Thinking back to the kit required for a week-long race, here’s what I still use three years later:

  • Midge net
  • Multi tool – Topeak Hexus II
  • Pump – Lezyne Mini HV
  • Sunglasses – Oakley Flak Jacket XLJ
  • Sleeping bag liner

Everything else has been upgraded, broken or simply replaced. Admittedly I did carry a lot more in 2014, but for everything else to have been swapped out is quite surprising.

My 2017 kit list in its entirety

  • Martha
    • Jones Spaceframe 3d Ti
    • Rohloff internal gear hub, Velocity 35mm rim (now dented) and a 2.2″ Nobby Nic
    • Shutter Precision PD-8 dynamo hub, laced to a WTB Scraper i45 and spaced (badly) to 135mm. Vee Trax Fatty 3″ tyre
    • Exposure Revo
    • Jones Ti Cut bars, foam grips
    • Brooks Cambium C15
    • Thomson layback post, 70mm stem
    • Garmin Edge 810
    • Single 750ml water bottle
    • Two inner tubes, taped into the frame at the seat mast
  • Revelate Viscacha saddle bag, containing:
    • Alpkit tapered drybag
    • PHD Autumn Racebag
    • Rab Survival Zone Bivi
    • Klymit X Frame short mat
    • Exped inflatable pillow (well worth the minimal extra weight)
    • Silk sleeping bag liner
    • Running shorts (suitable for bedtime)
    • Icebreaker Oasis crew neck, long sleeved (bedtime)
    • Spare Woolie Boolies, worn at bedtime
    • Gore Windstopper knee warmers
    • Icebreaker skull cap
  • Revelate Sweetroll, containing:
    • Berghaus hydrophobic down jacket, inside a 2l Alpkit drybag
    • Spare/emergency food – bag of cashews, unused
    • Food, 8 hrs of energy bars, which would not be revealed until the last day
  • Revelate Pocket (large), containing:
    • Food
    • Smidge
    • Riemann P20 sunscreen
    • SIS electrolyte tablets
    • Pump
    • Batteries
    • Sinewave Revolution
    • USB cables
    • Lube (Finish Line red)
    • My Lucky Spork (Light My Fire, carried everywhere just in case)
  • Alpkit Roo pocket, strapped into truss fork (bad idea, it wore through)
    • Topeak Hexus II multitool
    • Topeak tyre levers
    • Tubeless repair kit
    • Puncture repair kit
    • Tubeless valve
    • Cable ties
    • Nipples, various bolts
  • Blackburn Designs top tube bag:
    • Gels
    • Stoats porridge bars
    • USB battery and cable for charging the Garmin on the go
  • Osprey Talon 11 rucksack
    • Aqua Traveller filter bottle, which wasn’t used
    • Food bought en route, plus bars in the hip pockets
    • Lock
    • Charlie the Bikemonger’s Bum Butter
    • Leatherman Skeletool CX
    • Vitamin C tabs
    • Phone, inside a Lifeproof case
    • Basic toiletries
    • Exposure Diablo, carried in the bag for mounting to my helmet at night

I think that’s it for the kit I carried, and my clothing for riding is below.

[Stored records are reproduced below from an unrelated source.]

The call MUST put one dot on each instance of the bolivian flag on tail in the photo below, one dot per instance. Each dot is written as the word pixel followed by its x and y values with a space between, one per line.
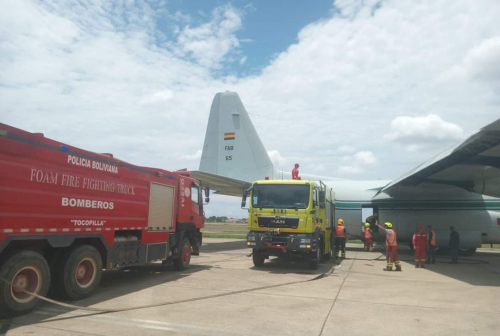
pixel 229 136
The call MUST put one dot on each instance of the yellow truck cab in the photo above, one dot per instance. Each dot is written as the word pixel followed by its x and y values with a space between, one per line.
pixel 290 218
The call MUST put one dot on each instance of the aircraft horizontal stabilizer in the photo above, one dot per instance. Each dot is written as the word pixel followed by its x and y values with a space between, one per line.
pixel 223 185
pixel 473 165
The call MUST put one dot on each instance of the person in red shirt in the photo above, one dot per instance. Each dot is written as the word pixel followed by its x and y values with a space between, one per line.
pixel 340 238
pixel 295 172
pixel 391 244
pixel 368 238
pixel 431 256
pixel 420 246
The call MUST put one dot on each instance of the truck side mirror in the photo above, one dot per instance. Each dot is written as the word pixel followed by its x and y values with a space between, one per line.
pixel 244 199
pixel 207 195
pixel 322 197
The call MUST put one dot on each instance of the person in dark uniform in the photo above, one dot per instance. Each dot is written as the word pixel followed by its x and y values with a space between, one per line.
pixel 431 256
pixel 373 220
pixel 454 245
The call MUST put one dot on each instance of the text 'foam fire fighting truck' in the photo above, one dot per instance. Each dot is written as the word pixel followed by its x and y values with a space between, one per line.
pixel 66 214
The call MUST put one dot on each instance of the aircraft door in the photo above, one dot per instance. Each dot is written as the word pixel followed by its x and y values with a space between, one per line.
pixel 369 214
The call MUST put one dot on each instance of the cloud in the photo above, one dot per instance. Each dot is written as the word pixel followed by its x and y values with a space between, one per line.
pixel 157 97
pixel 482 62
pixel 346 149
pixel 359 162
pixel 423 128
pixel 210 43
pixel 196 156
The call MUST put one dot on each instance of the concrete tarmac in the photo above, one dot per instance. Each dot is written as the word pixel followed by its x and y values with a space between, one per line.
pixel 355 297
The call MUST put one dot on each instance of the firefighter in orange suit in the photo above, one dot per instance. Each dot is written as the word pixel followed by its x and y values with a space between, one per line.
pixel 420 246
pixel 340 238
pixel 391 244
pixel 295 172
pixel 368 238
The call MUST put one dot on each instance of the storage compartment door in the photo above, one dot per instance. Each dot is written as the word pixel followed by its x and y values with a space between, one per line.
pixel 161 207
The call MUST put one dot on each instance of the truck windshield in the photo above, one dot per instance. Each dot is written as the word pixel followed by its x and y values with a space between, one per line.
pixel 280 196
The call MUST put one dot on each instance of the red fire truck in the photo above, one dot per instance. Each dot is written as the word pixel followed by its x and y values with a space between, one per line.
pixel 66 214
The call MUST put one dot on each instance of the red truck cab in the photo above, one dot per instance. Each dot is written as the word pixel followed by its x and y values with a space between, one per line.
pixel 66 214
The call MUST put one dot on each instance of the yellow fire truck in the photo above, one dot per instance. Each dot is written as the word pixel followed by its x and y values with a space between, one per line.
pixel 290 218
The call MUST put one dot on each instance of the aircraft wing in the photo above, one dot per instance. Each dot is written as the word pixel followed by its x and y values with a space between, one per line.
pixel 223 185
pixel 473 165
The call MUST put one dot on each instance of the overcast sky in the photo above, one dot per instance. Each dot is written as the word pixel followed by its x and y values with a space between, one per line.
pixel 352 89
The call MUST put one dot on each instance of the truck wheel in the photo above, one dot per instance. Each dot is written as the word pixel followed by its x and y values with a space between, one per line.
pixel 28 270
pixel 467 252
pixel 181 263
pixel 314 261
pixel 258 258
pixel 79 272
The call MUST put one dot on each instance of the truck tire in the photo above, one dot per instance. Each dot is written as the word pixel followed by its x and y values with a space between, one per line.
pixel 79 272
pixel 258 258
pixel 181 263
pixel 313 263
pixel 467 252
pixel 29 270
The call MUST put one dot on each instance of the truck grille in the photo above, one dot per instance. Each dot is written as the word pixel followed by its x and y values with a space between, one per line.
pixel 279 222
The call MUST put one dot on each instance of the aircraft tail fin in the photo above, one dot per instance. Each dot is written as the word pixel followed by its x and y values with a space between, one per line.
pixel 232 147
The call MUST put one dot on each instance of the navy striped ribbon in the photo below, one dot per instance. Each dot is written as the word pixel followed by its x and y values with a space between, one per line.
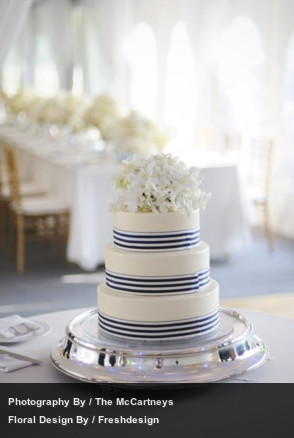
pixel 166 330
pixel 158 285
pixel 175 240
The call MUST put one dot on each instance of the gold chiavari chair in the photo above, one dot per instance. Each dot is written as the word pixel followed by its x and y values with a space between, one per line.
pixel 33 218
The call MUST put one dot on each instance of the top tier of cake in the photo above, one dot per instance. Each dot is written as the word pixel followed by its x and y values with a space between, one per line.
pixel 156 232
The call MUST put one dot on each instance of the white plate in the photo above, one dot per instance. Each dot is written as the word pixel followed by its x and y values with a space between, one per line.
pixel 31 335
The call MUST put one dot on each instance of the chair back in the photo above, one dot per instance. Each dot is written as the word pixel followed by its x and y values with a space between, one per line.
pixel 13 176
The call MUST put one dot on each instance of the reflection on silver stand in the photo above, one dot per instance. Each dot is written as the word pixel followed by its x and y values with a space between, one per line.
pixel 86 354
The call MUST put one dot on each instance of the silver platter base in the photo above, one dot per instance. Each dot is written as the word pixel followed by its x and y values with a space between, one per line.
pixel 88 355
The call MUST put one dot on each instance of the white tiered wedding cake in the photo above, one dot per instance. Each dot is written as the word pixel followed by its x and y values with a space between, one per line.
pixel 158 285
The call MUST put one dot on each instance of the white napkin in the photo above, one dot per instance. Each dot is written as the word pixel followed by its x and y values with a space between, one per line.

I’m not sponsored by Endura, I’ve just discovered that I buy a lot of it without really thinking about it.

  • Specialized Rime shoes
  • Woolie Boolie socks. I wore the same pair for a week
  • Endura FS260 bibs, suitable for long rides of 4hrs plus. Again, wore for a week and very very good
  • Endura Singletrack shorts
  • Endura long sleeved jersey
  • Endura MTB gloves
  • Howies shower-resistant jacket
  • Berghaus Goretex Active Shell jacket
  • Oakley Flak Jacket XLJ with photo chromatic lenses

My only regret is the dynamo debacle. I spaced out the 100mm hub to 135mm to fit the Jones truss fork, using a kit bought from eBay. Sadly the combined width of the 100mm hub and 35mm of spacers is less than the 135mm axle (probably a job for the Vernier scales to find out how much). This means that the hub doesn’t stay completely static in the dropouts, so it spins and rips the wiring out periodically. A real pain in the arse.

Thinking about it though, battery and light technology has got to the point where you don’t need a dynamo for rides of up to about a week. The weight penalty of the battery is less than that of the hub and charging solution, so I’m going to think about whether I keep the hub or not in future.